Let us suppose that being in a state of eternity means that the time dimension stops being “i” and permits us free movement along it backwards and forwards, at a wide range of speeds. One consequence is that “past” and “future” become equally accessible – not just as a memory or prediction, but ACTUALLY, with the same immediacy as the “present” is accessible to us now. Events are THERE, in past, present and future, and we can “visit” them to experience them. (Language becomes difficult in explaining this, because “are there” is present tense, and we want to generalize it; but our language is “time-bound” and we have to do the best we can with it.)

Suppose that we enter the state of eternity after death, and we gain access to our whole life-line, though perhaps not to its extensions before our birth or after our death. We can then “relive” any of our life experiences, or all of them as a panorama of the whole, and see all the events, our actions, and their consequences, which we may not have even known while alive. If we had acted selfishly or irresponsibly or foolishly, with bad consequences for ourselves and others, we will suffer remorse, which could be a very acute pain in a state of eternity. We will be in a hell of our own making – not a punishment, but a natural consequence (karma) of our actions. If we had acted selflessly, responsibly, wisely, we will see and experience all the good consequences of our behaviour, feel a high state of bliss, and will be in heaven – not as a reward, but as a direct outcome.
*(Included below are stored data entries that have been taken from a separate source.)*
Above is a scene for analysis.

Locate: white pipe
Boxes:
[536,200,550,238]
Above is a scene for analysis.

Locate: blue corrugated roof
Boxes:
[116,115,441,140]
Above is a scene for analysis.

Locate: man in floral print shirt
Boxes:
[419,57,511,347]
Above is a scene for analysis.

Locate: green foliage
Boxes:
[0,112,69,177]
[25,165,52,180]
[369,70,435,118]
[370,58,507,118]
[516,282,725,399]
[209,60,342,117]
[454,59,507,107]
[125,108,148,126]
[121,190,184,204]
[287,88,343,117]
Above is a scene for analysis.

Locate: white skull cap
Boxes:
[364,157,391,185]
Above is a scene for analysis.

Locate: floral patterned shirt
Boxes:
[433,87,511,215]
Note that these are suppositions, not assertions. I began the previous paragraphs with “let us suppose”. I do not dogmatically BELIEVE them, only consider them possible.

Now let us explore, still on a hypothetical basis, the place of God in this scheme. The Bible states that God created the world (universe), therefore he pre-existed. Teilhard de Chardin (1965) talks about humanity evolving toward an “omega-point”, in a sense creating God as a pinnacle of evolution.
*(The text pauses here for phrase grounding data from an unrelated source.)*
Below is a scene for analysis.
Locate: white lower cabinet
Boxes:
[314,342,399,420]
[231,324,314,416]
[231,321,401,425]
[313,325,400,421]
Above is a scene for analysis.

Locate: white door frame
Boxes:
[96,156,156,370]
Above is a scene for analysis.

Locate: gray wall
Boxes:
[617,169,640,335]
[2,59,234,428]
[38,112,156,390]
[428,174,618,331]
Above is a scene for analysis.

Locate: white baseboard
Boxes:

But in eternity, past and future are equivalent, as we assumed. If God had not existed before us, we would not be here. But if we (and all earthly nature before us and after us) had not evolved to the omega-point, God would not exist. It is a circle, like a snake swallowing its own tail – an old religious symbol in the East, called the Uroborus.

At this point in human evolution, we are not sure that we are going to make it; we might destroy ourselves in a nuclear war or ruin our environment and the biosphere. Yet we might make it, as world unity grows and spiritual powers increase. In the temporal world order (as opposed to the eternal), there is no way to know which will happen. But in the eternal world order, there is an answer…IF our assumptions are correct.

The very fact that we are here now proves that there was a God before us. And in order for that to be true, the omega-point must have been reached. So we (or our successor species) did (will) make it, in that snake-tail circle. Otherwise the whole system would have crashed and nothing would be here. This sounds very strange, because it makes no sense at all in the temporal order; but it is perfectly obvious in the eternal order. I call it “the back way to hope”, because of an incident I experienced which it would take too long to recount. (It is told in “The Fifth Yoga” in Section VII.)

Hope is foolish in the temporal order, but it has its own logic in eternity.